In the movie Field of Dreams, a mysterious voice tells Kevin Costner's character, "If you build it, he will come". If the 'he' is a business you're trying to get as a customer, that voice has basically just described B2B inbound marketing.
Modern audiences, both B2B and B2C, are tired and suspicious of the traditional forms of marketing. Everyone claims to be an expert and has something astounding to sell. People are being bombarded every day with ads, emails and other marketing messages, most of which they don't want.
But what people are willing to do is actively look for material that's relevant to what they want and need.

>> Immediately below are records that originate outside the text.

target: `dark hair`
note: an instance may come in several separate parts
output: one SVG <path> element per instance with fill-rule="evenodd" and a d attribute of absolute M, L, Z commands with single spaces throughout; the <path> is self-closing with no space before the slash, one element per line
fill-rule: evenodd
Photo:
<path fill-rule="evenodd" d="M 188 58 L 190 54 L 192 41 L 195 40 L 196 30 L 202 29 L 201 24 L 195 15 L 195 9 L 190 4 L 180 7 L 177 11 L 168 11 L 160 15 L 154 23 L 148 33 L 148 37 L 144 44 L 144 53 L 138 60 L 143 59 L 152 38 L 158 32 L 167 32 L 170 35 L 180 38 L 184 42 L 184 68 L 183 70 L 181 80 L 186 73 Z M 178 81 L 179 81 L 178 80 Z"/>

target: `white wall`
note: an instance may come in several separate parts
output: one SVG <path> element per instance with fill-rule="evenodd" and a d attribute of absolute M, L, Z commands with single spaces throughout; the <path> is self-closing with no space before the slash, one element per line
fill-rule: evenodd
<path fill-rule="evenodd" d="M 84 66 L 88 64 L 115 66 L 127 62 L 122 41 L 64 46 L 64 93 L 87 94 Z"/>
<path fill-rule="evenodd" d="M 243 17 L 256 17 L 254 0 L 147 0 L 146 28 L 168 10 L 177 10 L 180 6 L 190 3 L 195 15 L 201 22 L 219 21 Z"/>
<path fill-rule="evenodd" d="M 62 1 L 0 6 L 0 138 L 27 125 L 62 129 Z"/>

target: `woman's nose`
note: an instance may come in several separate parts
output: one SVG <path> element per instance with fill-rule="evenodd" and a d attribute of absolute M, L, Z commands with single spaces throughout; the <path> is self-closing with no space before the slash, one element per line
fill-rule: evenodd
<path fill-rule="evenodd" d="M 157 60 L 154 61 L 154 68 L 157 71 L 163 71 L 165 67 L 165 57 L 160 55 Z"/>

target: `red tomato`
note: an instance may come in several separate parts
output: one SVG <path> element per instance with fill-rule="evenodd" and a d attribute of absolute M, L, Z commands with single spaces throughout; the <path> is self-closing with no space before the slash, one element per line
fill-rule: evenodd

This is why a lot of B2B businesses have moved from 'push' to 'pull' marketing: identify your prospective targets, offer them something useful and valuable to bring them to you, become a trusted source and use that opportunity to convert prospect to customer. It fits how B2B customers already research new suppliers.

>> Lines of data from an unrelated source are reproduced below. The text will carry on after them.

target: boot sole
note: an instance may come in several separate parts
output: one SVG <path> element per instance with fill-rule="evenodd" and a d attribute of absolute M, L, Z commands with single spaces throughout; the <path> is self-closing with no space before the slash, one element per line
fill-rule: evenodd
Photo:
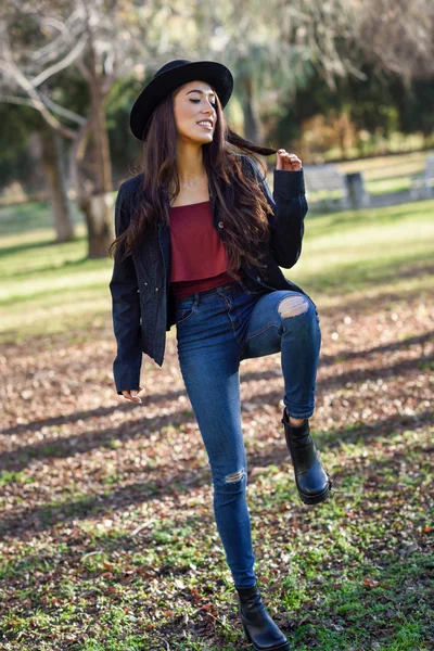
<path fill-rule="evenodd" d="M 259 649 L 259 647 L 256 647 L 256 644 L 252 640 L 250 633 L 244 623 L 243 623 L 243 628 L 244 628 L 244 634 L 245 634 L 246 640 L 247 640 L 247 642 L 253 644 L 254 650 L 255 651 L 264 651 L 263 649 Z M 286 642 L 282 642 L 278 647 L 268 647 L 267 651 L 291 651 L 290 642 L 286 640 Z"/>
<path fill-rule="evenodd" d="M 298 490 L 298 495 L 305 505 L 318 505 L 319 502 L 324 501 L 329 497 L 329 493 L 330 485 L 326 486 L 326 488 L 321 490 L 321 493 L 318 493 L 318 495 L 306 495 L 305 493 Z"/>

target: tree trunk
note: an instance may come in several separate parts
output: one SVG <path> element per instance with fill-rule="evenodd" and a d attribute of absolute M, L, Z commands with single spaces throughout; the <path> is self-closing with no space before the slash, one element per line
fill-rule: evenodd
<path fill-rule="evenodd" d="M 74 240 L 74 224 L 66 193 L 61 137 L 50 125 L 43 123 L 41 141 L 42 165 L 50 187 L 56 242 L 69 242 Z"/>
<path fill-rule="evenodd" d="M 95 163 L 93 188 L 78 183 L 77 200 L 88 227 L 88 257 L 106 257 L 113 239 L 112 162 L 104 111 L 103 78 L 97 60 L 92 33 L 89 30 L 89 92 L 92 115 L 92 158 Z M 85 145 L 86 149 L 86 145 Z M 84 152 L 82 152 L 84 154 Z"/>
<path fill-rule="evenodd" d="M 255 93 L 251 77 L 242 76 L 239 79 L 242 88 L 242 105 L 244 114 L 244 138 L 252 142 L 261 142 L 259 119 L 255 110 Z"/>

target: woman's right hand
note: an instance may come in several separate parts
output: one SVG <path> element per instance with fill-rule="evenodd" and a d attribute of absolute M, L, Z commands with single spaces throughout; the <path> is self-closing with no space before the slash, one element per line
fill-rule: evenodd
<path fill-rule="evenodd" d="M 137 388 L 137 390 L 131 388 L 130 391 L 123 391 L 123 396 L 130 403 L 141 403 L 142 399 L 139 398 L 139 396 L 137 395 L 141 391 L 142 391 L 141 386 L 139 386 L 139 388 Z"/>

So what channels might you use to bring these prospects in and build that relationship? The classic inbound approaches employ search engine optimisation (SEO), social media, blogs and regularly updated web pages to create the initial attraction. This may look like content marketing (the latest industry buzzword), but that's only one part of inbound.
The role of content here is to get your targets interested in coming to you. The good news is that they're already interested in the subject matter, because otherwise they wouldn't be searching for it online. A regular stream of new, useful and (hopefully) intriguing content will keep your search rankings up and position your business as a trusted advisor.
Yes, you’re offering this content for 'free' - but in return you can ask for contact details (through calls to action or forms) and email addresses. Your case studies, social networking, articles, white papers, webinars and blog posts all serve to build a list of warm contacts that you know actually have some interest in what you're up to.
It's really about lead generation and conversion - and data has shown that this is where B2B inbound marketing excels. HubSpot's State of Inbound Marketing 2013 report found that the average cost per sales lead and average cost per customer were both lower among companies that did inbound marketing; and that inbound channels generated 54% more sales leads than traditional outbound marketing.
B2B businesses are actually ahead of B2C when it comes to inbound marketing. It's certainly not just consumers who search online for products and services, and content such as webinars and case studies will invariably be far more valuable in a B2B environment. Attract targets with new ideas and blogs; inform them with 'how to' guides and white papers; and then give them reasons to choose you with case studies and editorial. Plus, of course, keep existing customers delighted with content aimed at them, too.
B2B inbound marketing is effective, measurable and means you're only targeting relevant and already interested customers. If you build it, there's no doubt at all that they will come.